Directed by Mike Mitchell

Everyone loved The LEGO movie, right!?  And then most people loved LEGO Batman, right!?  And then LEGO Ninjago was… okay, right?  Well now it’s time for the return of the one that started it all and it’ll be JUST as good as the original… right?  Sigh… okay, so the trailers for this film haven’t filled me with a whole lot of confidence that it’ll be on the same level as the original film.  It looks FINE if nothing else, but this is THE LEGO MOVIE!  We don’t just want fine, we want PHENOMENAL!  Then again, maybe that’s putting too much pressure on this film which doesn’t have the benefit of being such an out of the blue surprise, and while the trailers aren’t inspiring me with a lot of hope, maybe they’ll find a new angle to take it in that’ll make up for not being able to put the genie back in the bottle!  Can this sequel be Justas good if not better than the first film, or has the LEGO phenomenon finally run its course?  Let’s find out!!
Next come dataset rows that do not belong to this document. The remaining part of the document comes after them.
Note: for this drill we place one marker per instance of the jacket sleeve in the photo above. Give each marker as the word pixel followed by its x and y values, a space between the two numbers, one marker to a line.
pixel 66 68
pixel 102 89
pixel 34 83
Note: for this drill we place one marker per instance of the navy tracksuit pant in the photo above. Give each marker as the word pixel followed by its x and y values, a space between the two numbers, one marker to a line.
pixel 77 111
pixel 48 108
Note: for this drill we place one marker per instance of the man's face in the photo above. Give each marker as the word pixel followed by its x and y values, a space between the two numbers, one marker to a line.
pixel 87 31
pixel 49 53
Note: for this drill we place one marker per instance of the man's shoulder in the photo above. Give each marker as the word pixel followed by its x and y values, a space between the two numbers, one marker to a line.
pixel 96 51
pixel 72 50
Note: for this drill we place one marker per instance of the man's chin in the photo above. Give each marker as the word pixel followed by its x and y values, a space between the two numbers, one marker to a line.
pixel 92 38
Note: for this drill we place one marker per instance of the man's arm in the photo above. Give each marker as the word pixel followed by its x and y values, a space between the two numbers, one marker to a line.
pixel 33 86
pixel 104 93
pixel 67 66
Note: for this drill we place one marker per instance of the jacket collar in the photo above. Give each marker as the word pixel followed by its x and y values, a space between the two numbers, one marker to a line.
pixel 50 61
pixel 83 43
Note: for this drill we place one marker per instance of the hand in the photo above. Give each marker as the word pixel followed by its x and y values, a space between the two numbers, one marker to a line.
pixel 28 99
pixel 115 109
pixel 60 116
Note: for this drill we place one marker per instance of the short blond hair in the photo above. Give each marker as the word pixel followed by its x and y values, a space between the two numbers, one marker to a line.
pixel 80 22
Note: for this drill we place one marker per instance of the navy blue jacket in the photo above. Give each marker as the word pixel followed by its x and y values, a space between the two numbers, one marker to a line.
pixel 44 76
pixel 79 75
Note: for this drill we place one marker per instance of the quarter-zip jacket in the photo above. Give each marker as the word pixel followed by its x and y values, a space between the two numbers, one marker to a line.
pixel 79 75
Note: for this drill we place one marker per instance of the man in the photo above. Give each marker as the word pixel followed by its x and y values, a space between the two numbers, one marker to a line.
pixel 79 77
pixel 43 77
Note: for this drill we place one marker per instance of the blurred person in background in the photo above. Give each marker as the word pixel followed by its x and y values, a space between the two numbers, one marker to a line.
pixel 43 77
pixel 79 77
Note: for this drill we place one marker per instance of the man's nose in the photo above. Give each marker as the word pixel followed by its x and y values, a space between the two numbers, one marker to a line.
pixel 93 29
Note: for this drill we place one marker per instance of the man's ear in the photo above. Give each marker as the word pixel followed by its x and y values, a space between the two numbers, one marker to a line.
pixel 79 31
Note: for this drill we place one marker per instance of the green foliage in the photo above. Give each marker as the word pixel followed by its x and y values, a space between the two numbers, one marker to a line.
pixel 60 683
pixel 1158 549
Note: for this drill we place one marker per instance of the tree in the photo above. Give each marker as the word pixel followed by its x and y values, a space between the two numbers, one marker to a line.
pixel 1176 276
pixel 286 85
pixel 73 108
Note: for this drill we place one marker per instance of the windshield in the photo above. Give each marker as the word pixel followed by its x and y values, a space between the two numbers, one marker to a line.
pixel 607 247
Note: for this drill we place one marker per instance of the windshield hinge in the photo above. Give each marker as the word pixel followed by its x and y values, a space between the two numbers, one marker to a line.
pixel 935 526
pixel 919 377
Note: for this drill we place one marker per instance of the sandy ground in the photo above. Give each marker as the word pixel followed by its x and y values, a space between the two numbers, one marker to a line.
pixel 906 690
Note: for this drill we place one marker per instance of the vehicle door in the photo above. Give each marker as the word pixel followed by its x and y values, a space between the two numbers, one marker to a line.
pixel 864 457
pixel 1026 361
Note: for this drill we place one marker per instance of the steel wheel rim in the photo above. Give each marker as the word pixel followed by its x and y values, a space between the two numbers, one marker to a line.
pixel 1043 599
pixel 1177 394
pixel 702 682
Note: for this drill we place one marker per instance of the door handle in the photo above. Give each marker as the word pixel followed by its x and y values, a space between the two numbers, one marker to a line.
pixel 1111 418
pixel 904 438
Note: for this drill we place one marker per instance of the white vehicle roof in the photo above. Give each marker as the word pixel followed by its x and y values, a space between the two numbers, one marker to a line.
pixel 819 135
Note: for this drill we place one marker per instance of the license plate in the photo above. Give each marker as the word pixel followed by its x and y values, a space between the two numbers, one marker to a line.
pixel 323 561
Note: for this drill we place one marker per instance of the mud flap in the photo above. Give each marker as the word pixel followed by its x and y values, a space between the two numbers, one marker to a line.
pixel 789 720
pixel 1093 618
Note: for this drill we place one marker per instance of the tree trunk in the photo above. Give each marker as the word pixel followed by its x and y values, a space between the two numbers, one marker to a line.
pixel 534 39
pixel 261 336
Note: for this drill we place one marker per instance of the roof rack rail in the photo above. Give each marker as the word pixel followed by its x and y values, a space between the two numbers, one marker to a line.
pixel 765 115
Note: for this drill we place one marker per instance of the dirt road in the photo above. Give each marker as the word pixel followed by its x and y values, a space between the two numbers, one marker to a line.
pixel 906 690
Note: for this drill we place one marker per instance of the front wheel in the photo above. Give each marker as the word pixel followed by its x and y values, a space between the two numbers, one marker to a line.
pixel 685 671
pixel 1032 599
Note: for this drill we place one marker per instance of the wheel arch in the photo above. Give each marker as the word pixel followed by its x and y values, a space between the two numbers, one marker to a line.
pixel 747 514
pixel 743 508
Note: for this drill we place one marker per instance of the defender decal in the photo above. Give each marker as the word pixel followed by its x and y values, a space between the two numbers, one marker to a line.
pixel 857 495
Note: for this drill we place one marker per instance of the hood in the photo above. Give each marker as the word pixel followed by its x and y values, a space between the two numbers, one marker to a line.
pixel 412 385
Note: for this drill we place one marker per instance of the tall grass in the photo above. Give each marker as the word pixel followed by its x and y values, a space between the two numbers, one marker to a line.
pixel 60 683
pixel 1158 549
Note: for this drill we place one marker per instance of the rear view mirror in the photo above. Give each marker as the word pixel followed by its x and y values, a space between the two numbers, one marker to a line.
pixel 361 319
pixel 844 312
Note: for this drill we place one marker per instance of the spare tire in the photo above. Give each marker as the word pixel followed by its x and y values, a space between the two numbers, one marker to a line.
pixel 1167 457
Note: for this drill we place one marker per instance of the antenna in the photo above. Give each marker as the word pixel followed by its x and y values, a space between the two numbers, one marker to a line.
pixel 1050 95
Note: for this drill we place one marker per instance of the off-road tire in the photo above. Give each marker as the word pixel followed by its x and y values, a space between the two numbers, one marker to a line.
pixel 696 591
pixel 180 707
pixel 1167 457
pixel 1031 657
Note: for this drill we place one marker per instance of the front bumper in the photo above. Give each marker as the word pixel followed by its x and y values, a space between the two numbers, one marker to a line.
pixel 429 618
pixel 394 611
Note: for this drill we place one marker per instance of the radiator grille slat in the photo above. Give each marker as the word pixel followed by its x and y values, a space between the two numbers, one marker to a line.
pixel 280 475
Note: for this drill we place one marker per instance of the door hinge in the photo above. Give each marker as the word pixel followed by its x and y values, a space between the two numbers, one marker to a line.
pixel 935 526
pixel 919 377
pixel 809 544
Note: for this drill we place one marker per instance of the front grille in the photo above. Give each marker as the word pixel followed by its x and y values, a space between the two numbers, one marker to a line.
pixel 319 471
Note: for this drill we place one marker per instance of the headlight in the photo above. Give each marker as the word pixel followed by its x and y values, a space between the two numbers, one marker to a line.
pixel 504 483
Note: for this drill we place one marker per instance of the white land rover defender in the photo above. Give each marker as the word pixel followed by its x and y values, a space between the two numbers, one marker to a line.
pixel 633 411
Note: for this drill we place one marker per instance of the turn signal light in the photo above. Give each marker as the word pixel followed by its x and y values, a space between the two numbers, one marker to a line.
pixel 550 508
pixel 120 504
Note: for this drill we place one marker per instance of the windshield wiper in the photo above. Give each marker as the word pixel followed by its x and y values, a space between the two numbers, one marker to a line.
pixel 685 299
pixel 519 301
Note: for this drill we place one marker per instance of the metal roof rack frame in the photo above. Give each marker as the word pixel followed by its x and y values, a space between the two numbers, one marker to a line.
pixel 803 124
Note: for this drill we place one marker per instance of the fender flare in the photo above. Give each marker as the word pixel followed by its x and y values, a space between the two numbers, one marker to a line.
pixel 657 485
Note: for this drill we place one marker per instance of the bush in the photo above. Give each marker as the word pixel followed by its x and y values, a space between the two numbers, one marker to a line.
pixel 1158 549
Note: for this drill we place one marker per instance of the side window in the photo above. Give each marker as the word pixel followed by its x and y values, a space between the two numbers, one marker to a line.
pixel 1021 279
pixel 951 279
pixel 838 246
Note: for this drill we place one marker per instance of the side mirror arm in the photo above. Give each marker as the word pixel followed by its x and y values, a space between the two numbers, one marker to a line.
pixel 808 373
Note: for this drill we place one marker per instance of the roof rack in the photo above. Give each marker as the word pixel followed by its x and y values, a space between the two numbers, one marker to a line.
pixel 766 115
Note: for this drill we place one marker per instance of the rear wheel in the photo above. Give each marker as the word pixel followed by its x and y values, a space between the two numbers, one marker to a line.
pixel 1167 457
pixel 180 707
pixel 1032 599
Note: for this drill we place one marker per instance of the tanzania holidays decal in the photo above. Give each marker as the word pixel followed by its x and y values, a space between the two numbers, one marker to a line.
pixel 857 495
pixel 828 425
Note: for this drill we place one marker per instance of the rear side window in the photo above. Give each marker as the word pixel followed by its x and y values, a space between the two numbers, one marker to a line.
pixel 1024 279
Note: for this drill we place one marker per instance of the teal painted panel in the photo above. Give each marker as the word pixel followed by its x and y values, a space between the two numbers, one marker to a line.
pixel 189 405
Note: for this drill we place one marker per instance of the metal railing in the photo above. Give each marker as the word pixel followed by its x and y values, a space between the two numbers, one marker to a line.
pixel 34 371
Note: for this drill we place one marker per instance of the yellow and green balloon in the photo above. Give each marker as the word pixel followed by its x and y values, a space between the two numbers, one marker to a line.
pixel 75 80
Immediately following the events of the first movie, the Duplo aliens of the Systar System have waged an all-out war with the people of LEGO city for five whole years and have left it a Mad Max style barren wasteland with no more bright and shiny blocks.  ONLY DARKNESS AND NO PARENTS!!  Well except for Emmet (Chris Pratt) whose upbeat attitude cannot be damped even in the face of utter annihilation!  That turns out to be a problem though as the nice house he built has attracted the Duplos once again and now they’ve taken all his friends from the first movie which includes Lucy AKA Wyldstyle, Batman, Benny, Princess Unikitty, and MetalBeard (Elizabeth Banks, Will Arnett, Charlie Day, Alison Brie, and Nick Offerman) back to their home planet for their own nefarious purposes that we soon learn to be a shotgun wedding between Queen Watevra Wa-Nabi of the Systar System (Tiffany Haddish) and a very reluctant Batman.  Clearly something has to be done to save them, but the only one of the LEGO people willing to take the chance is Emmet who haphazardly travels through… space I guess, to find them.  Along the way he is saved from an asteroid field by the dashing rouge Rex Dangervest (also Chris Pratt) and his army of super smart velociraptors who agree to help Emmet on his journey to defeat the girly Systar invaders because being a TOUGH GUY means punching things that are pink and frilly!  Can Emmet save his friends from Systar invaders who want to brainwash all of his friends and put Batman through a forced marriage!?  Can Lucy escape from the Queen Watevra’s cunning grasp, and does she know something about this place that she isn’t telling the others?  Is it just me, or did things get REALLY complicated for a movie about plastic toys?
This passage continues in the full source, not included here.